In conclusion, we now know that there is nothing that we can do, feeding-wise, to prevent the development of celiac disease in our at-risk babies. While these results are sobering, as I know that many of us wish that we could do something to prevent out babies from developing celiac, I hope that future moms will be able to be a little easier on themselves than I was regarding the timing of gluten introduction. As a mom and neonatologist (pediatrician) I am a huge advocate of breastfeeding, and despite the aforementioned research showing that it does not seem to effect celiac disease development, it has numerous other health benefits for babies. I encourage moms to provide breast milk, in at least some capacity, during infancy (realizing that exclusive breastfeeding is sometimes not possible). Lastly, I feel much less guilty for exposing my 4 kids to gluten as babies, as I now know that if they do develop celiac, that it is not because of how I fed them!

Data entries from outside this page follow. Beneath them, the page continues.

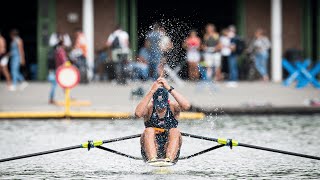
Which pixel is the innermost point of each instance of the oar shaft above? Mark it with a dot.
(278, 151)
(41, 153)
(121, 139)
(199, 137)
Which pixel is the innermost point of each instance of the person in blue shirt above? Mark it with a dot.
(154, 37)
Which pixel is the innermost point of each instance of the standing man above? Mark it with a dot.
(17, 59)
(118, 42)
(237, 47)
(79, 55)
(4, 62)
(161, 114)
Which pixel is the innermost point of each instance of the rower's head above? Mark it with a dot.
(160, 99)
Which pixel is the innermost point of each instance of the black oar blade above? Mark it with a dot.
(40, 153)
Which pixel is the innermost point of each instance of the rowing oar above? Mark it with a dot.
(231, 143)
(88, 145)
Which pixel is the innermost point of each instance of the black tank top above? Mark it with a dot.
(167, 122)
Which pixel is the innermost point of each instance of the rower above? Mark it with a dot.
(161, 138)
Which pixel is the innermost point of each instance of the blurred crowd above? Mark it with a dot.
(209, 55)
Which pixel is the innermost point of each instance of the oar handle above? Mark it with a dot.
(41, 153)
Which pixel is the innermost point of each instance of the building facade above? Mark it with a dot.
(288, 23)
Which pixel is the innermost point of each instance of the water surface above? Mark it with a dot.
(292, 133)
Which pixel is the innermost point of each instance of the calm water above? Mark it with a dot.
(293, 133)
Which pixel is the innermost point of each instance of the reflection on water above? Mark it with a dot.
(292, 133)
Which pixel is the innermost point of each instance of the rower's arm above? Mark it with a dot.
(142, 107)
(182, 101)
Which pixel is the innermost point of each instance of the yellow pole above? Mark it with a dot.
(67, 102)
(67, 95)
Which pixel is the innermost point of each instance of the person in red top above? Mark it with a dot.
(60, 59)
(192, 45)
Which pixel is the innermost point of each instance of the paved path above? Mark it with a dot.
(106, 96)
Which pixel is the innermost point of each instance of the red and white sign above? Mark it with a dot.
(67, 76)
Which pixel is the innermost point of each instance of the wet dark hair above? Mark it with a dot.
(14, 32)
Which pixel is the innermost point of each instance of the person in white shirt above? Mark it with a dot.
(55, 38)
(118, 43)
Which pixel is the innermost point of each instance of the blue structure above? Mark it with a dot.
(299, 71)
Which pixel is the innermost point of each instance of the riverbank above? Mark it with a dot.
(220, 98)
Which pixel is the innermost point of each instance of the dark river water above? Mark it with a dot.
(292, 133)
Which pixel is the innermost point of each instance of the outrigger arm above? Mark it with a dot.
(221, 143)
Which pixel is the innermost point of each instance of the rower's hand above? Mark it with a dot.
(155, 86)
(163, 82)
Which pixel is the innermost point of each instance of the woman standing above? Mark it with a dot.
(192, 45)
(4, 62)
(17, 59)
(260, 48)
(211, 49)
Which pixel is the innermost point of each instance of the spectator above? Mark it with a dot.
(79, 54)
(57, 36)
(60, 59)
(211, 48)
(17, 59)
(259, 47)
(4, 62)
(140, 67)
(118, 43)
(237, 46)
(192, 45)
(225, 43)
(154, 36)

Thank you for reading! As always, comments, questions, stories, etc. are appreciated!
Lionetti, E., Castellaneta, S., Francavilla, R., et al. Introduction of Gluten, HLA Status, and the Risk of Celiac Disease in Children. New England Journal of Medicine. 2014. 371: 1295-1303.
Vriezinga, S., Auricchio, R., Bravi, E., et al. Randomized Feeding Intervention in Infants at High Risk of Celiac Disease. New England Journal of Medicine. 2014. 371: 1304-1315.